The song became so identified with Emmett and the Virginia Minstrels that it became part of their foundation myth. Billy Whitlock and George B. Wooldridge both claimed that the troupe members played "Old Dan Tucker" in their first impromptu performance together:

... as if by accident, each one picked up his tools and joined in a chorus of "Old Dan Tucker," while Emmett was playing and singing. It went well, and they repeated it without saying a word. Each did his best, and such a rattling of the principal and original instruments in a minstrel band was never heard before.

Emmett repeated this story in the May 19, 1877, New York Clipper, although other details changed. The press began to refer to Emmett as "Ole Dan Tucker," and Emmett eventually adopted the nickname. The Virginia Minstrels sometimes went by "Ole Dan Tucker and Co." They were called "Old Dan Tucker & Co.," either by themselves or by the press, as early as February 16, 1843.

The song's disdain for the customs of the upper classes hit a chord with working class audiences. On January 28, 1843, The New York Sporting Whip reported that the song had been adopted by a Philadelphia, Pennsylvania, street gang called the Hallow Guards. As their leader, Stovepipe Bill, led them against a military raid, he sang the verses followed by the gang singing the chorus.
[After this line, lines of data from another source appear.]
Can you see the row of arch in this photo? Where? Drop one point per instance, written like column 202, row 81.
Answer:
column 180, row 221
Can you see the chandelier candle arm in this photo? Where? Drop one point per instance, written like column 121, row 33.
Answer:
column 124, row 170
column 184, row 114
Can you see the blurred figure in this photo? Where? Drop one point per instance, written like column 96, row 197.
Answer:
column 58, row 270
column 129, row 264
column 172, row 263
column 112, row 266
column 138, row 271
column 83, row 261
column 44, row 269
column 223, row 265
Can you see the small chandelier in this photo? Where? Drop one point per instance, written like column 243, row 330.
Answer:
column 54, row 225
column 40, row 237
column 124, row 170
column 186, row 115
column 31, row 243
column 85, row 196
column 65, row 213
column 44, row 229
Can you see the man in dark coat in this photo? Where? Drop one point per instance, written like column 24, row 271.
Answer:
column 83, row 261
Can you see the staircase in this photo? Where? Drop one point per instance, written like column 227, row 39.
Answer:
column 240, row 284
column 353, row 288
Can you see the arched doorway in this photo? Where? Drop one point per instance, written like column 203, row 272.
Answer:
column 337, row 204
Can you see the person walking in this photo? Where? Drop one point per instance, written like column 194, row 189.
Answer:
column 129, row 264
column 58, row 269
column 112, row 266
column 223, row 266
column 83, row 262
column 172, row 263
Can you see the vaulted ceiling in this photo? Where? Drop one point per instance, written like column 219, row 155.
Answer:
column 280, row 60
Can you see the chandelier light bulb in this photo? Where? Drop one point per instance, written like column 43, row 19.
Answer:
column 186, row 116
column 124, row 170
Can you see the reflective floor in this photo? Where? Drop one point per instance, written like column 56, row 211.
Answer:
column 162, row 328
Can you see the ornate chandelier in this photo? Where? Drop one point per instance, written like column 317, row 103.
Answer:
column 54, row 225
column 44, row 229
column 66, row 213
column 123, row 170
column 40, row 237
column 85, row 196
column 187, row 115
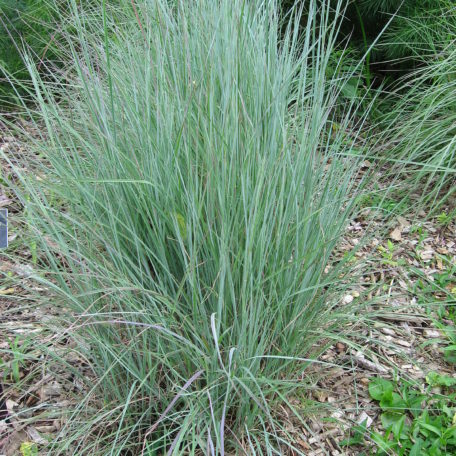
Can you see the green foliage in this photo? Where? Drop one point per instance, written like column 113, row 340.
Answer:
column 416, row 422
column 416, row 29
column 24, row 24
column 204, row 181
Two years later, The Knickerbocker remarked, "At this present moment, a certain ubiquitous person seems to be in the way of the whole people of these United States simultaneously." Nathanson claimed that "Old Dan Tucker" had "been sung, perhaps, oftener than any melody ever written."

In 1871, 28 years after its first published edition, Board and Trade listed editions of "Old Dan Tucker" in print from seven different publishers. The song had by default fallen into the public domain. In later decades, "Old Dan Tucker" became a standard of bluegrass and country music, with recordings by such artists as Fiddlin' John Carson, Uncle Dave Macon, Pete Seeger, and Gid Tanner and his Skillet Lickers.

The song regained some resurgence in Michael Landon's television adaptation of "Little House On The Prairie," based on Laura Ingalls Wilder's semi-autobiographical book series. The character of Isaiah Edwards, played by Victor French, was frequently heard singing or whistling "Old Dan Tucker" in multiple episodes of the show.